2004 – Covered the federal murder trial of Philadelphia crime boss Joseph “Skinny Joey” Merlino in Newark that ended in acquittal.[77][78]
2006 – Debunked a claim by notorious murderer Richard “The Iceman” Kuklinski that he was one of history's most prolific serial killers.[79]
2007 – Broke the story that reputed Genovese crime family capo and accused murderer Michael Coppola was arrested on Manhattan's Upper West Side after 11 years as a fugitive from a Bridgewater, New Yersey, mob execution.[80][81][82]
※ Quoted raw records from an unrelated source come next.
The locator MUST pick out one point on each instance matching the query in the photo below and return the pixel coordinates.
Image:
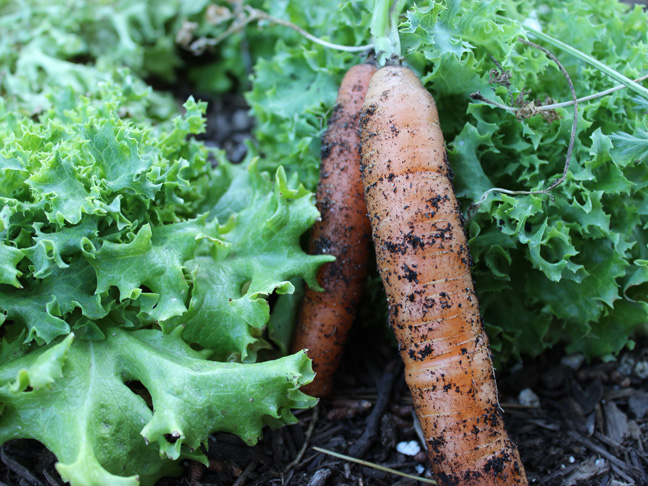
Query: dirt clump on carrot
(423, 259)
(343, 231)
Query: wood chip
(616, 423)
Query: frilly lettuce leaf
(78, 398)
(121, 233)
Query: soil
(576, 423)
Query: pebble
(641, 369)
(409, 448)
(528, 398)
(573, 361)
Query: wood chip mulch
(577, 424)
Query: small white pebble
(410, 448)
(573, 361)
(532, 21)
(528, 398)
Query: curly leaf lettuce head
(548, 270)
(121, 245)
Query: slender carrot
(343, 231)
(423, 258)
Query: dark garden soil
(575, 423)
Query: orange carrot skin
(344, 231)
(423, 258)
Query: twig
(360, 448)
(599, 450)
(254, 14)
(249, 469)
(572, 136)
(374, 466)
(309, 433)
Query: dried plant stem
(572, 137)
(374, 466)
(309, 433)
(479, 97)
(247, 14)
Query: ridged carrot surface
(344, 231)
(423, 259)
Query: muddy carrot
(423, 259)
(343, 231)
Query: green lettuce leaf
(79, 399)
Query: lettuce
(548, 270)
(127, 258)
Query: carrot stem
(604, 68)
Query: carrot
(343, 231)
(423, 259)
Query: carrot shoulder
(342, 231)
(423, 258)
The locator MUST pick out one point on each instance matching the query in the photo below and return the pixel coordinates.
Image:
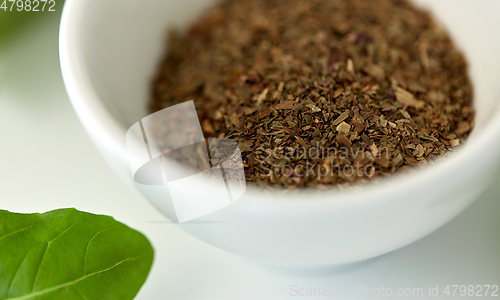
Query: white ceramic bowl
(109, 53)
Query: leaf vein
(87, 248)
(17, 271)
(20, 230)
(48, 290)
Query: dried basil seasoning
(321, 92)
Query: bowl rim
(468, 161)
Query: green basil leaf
(69, 254)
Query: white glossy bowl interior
(109, 53)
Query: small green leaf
(69, 254)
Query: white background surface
(48, 162)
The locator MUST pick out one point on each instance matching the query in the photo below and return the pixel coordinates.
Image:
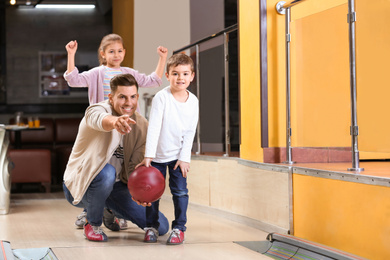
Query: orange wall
(123, 24)
(352, 217)
(250, 148)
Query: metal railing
(225, 34)
(283, 7)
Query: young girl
(111, 54)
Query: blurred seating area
(43, 154)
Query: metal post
(198, 94)
(227, 108)
(288, 89)
(352, 63)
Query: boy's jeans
(178, 186)
(103, 192)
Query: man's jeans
(103, 192)
(178, 186)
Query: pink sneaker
(150, 235)
(176, 237)
(94, 233)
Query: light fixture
(66, 6)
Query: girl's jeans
(103, 192)
(178, 186)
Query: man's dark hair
(122, 80)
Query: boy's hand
(184, 167)
(71, 47)
(143, 204)
(146, 161)
(162, 51)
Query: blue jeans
(178, 186)
(103, 192)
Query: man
(109, 144)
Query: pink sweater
(93, 80)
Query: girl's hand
(184, 167)
(71, 47)
(162, 51)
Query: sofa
(44, 153)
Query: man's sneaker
(81, 220)
(110, 221)
(94, 233)
(122, 223)
(150, 235)
(176, 237)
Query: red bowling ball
(146, 184)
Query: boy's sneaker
(176, 237)
(94, 233)
(150, 235)
(81, 220)
(110, 221)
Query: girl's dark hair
(122, 80)
(107, 40)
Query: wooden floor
(47, 220)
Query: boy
(172, 126)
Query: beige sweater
(95, 146)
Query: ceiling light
(65, 6)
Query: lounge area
(42, 155)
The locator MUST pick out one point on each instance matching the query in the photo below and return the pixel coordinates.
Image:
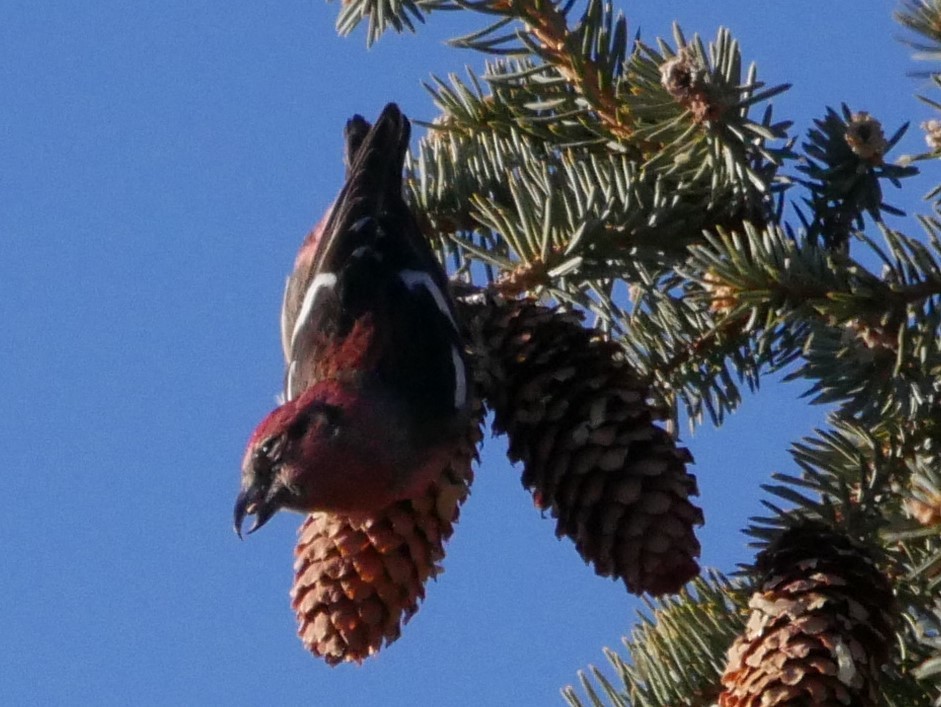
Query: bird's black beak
(252, 501)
2008 – Disproved a developer's claim that an aging building in downtown Newark wasn't the Palace Chop House, where mobster Dutch Schultz was murdered in one of the most notorious gangland slayings in organized crime history[83] and when he retired from the paper, was given a plaque for his coverage of organized crime by the U.S. Justice Department and a retirement party by the mob.[84]The Sopranos creator David Chase credited one of his stories with serving as the theme for the series’ 2003 season,[85] shows that were honored the following year with the primetime Emmy Award for Outstanding Drama Series, the first time a cable TV program won the award.[86]
Retirement
Following retirement in 2009, Sterling became involved in a number of civic projects in Newark, including
2009-21 – Helped lead the fight against the privatization of Newark's public water system and uncover corruption inside the agency managing the city's watershed property, an effort that resulted in two government investigations and multiple indictments and convictions.[87][88][89][90][91]
2010 – Organized and moderated the centennial commemoration of a fire that claimed the lives of 26 lady garment workers in a Newark sweatshop, the city's worst fatal fire.[92][93][94][95][96]
2016 – Organized and moderated a year-long series of monthly conversations with notable Newarkers at the Newark Public Library as part of the city's celebration of its 350th anniversary[97][98] and spearheaded a drive to save Newark's nationally landmarked historic Krueger Mansion. Sterling's progress was followed in articles by several German news organizations, including Deutsche Welle.[99]
2019 – Director of oral history and a co-sponsor of “In Search of a Just City,” an exhibition on the old Essex County Jail (1837-1971) at Newark's Hahne's Building.[100]
2022 – Testified at a New Jersey Historic Sites Council hearing in opposition to the removal of the Christopher Columbus statue in Newark's Washington Park (Harriet Tubman Square).[101][102]
2019-24 – Chosen six consecutive years as one of New Jersey's 100 Irish-American leaders by InsiderNJ.[103][104][105]